Très chouette conte, qui obéit aux règles de ce genre de fiction (un personnage, souvent inférieur, est mis en danger et suit un parcours initiatique qui va lui permettre de révéler un don et par conséquent d’assurer sa place dans la société, une place qui n’est pas sans danger cela dit…) tout en se permettant d’aller au-delà.
Donc, on suit une jeune fille aux cheveux blancs, dont la tignasse la rend différente et témoigne d’un passé certes court mais déjà difficile. En tentant de sauver sa bande de gamins des rues, elle est capturée par un croque-mitaine qui la revend à des ogres en quête d’ingrédients goûtus pour les mets qu’ils préparent.
Déjà, première entorse, l’héroïne ne parvient pas à sauver tout le monde. Vehlmann le montre bien en faisant intervenir la figure d’un chevalier, qui semble surtout tenir de Don Quichotte, et qui n’est pas plus efficace. L’enfant aux blancs cheveux tente d’échapper aux ogres et à leurs hachoirs, puis échoue dans un monde souterrain, celui de la vaisselle, et va se découvrir un don pour la cuisine, à l’image d’un Ratatouille, qui va lui permettre de se hisser un peu plus haut, à tous les sens du terme.
Formellement, c’est très bien. Je ne suis pas toujours très clients du franco-belge en peinture, mais j’ai été charmé ici par le travail de Jean-Baptiste Andreae, qui parvient à créer une tension évidente entre la joliesse du trait et l’horreur de ce qui est montré : très mignon et très sanguinolent en même temps.
Vehlmann quant à lui s’amuse avec les dialogues, les accents (le défaut de prononciation de Brèchedent aurait à mes yeux pu être plus prononcé, mais bon, je suis client du surjeu en la matière…) ou le vocabulaire : mention spéciale pour le chef du hachoir au vocabulaire abondant et truculent.

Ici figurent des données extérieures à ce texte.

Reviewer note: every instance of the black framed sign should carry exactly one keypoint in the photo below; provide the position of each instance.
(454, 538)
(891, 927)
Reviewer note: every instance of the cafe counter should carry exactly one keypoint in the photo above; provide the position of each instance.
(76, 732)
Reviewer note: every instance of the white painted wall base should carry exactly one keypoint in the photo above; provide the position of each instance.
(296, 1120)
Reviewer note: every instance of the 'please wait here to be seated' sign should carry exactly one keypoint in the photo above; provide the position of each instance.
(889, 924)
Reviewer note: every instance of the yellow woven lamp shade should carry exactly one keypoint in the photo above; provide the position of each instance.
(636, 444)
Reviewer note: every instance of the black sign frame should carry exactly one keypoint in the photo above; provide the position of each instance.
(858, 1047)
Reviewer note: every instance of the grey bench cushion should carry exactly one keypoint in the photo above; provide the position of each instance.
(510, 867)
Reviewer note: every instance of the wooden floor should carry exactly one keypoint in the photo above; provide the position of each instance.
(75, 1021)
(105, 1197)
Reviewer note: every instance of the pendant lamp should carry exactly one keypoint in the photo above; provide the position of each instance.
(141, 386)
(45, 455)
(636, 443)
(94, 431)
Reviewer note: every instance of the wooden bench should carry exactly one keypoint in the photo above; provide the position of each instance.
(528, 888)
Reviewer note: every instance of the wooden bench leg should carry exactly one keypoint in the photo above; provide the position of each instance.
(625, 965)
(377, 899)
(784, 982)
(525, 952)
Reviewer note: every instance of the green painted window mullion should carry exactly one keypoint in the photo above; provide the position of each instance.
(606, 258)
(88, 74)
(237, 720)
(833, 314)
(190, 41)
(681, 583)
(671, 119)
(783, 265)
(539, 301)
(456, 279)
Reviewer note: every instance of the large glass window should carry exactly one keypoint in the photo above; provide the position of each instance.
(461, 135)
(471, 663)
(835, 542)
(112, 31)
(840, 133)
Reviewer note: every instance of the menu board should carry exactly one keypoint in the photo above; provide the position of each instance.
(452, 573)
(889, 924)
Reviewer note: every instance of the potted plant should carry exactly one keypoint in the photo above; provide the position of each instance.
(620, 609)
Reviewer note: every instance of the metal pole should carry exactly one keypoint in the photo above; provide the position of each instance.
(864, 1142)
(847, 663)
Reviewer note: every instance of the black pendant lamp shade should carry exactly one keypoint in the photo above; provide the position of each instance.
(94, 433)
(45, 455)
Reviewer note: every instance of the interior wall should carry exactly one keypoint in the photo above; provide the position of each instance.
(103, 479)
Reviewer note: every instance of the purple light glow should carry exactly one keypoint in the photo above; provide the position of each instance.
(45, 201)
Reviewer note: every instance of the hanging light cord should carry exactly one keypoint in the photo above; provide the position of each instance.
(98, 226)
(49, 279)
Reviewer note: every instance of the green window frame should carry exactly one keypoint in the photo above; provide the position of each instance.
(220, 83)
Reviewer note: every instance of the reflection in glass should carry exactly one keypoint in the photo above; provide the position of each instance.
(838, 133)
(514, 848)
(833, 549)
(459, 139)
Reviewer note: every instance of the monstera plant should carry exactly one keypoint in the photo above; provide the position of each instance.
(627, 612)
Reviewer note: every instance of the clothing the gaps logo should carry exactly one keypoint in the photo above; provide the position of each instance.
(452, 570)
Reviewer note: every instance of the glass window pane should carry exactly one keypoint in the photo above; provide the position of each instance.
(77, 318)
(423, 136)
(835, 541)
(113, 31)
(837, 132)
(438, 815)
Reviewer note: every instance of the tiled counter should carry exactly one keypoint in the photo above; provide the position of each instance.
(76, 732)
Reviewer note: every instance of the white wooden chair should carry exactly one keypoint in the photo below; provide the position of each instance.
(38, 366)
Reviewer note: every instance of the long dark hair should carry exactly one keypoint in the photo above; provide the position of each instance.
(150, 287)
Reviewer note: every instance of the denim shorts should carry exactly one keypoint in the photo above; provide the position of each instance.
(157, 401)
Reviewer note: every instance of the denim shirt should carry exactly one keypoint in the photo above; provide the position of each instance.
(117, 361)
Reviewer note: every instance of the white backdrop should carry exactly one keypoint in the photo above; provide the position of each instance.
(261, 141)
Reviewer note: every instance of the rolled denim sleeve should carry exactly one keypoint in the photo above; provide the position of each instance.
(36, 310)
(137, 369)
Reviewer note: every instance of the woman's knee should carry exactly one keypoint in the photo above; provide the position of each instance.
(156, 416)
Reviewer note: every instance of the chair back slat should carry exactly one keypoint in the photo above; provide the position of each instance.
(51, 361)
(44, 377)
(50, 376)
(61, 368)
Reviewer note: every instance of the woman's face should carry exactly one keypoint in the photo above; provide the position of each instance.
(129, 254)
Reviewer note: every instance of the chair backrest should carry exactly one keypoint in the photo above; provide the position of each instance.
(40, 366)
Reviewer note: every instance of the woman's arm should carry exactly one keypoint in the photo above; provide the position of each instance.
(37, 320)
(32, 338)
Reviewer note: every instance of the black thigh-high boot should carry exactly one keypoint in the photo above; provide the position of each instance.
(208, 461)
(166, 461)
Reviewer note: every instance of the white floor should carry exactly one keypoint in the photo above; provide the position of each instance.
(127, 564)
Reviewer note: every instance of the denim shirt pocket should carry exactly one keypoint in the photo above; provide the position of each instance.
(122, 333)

Il convoque aussi de nombreuses figures, qui proviennent des contes, de la mythologies, des folklores et des superstitions, le tout dans un joyeux entassement de références qui convoquent à la fois Rabelais et la cryptozoologie. Un jeu de piste abattant la carte de la surabondance.
Et puis, il y a la fin, le défi, l’affrontement avec le boss de fin de niveau, qui rappelle les duels mythiques et déséquilibrés à la David et Goliath, l’épreuve ultime que le personnage démuni parvient à passer là où les autres, pourtant forts de leur expérience et de leur statut, ont échoué. Il y a bien entendu de Ratatouille là encore, mais pas que. Et puis le scénariste lève le voile sur le passé de son héroïne et donne à son surnom « Trois-Fois-Morte », un sens nouveau, une épaisseur émouvante. Il y a dans ces derniers développements une touche évidente de féminisme, une évocation des problèmes sociaux contemporains, faisant renouer le récit avec une fonction éternelle du conte, celle de parler de nous.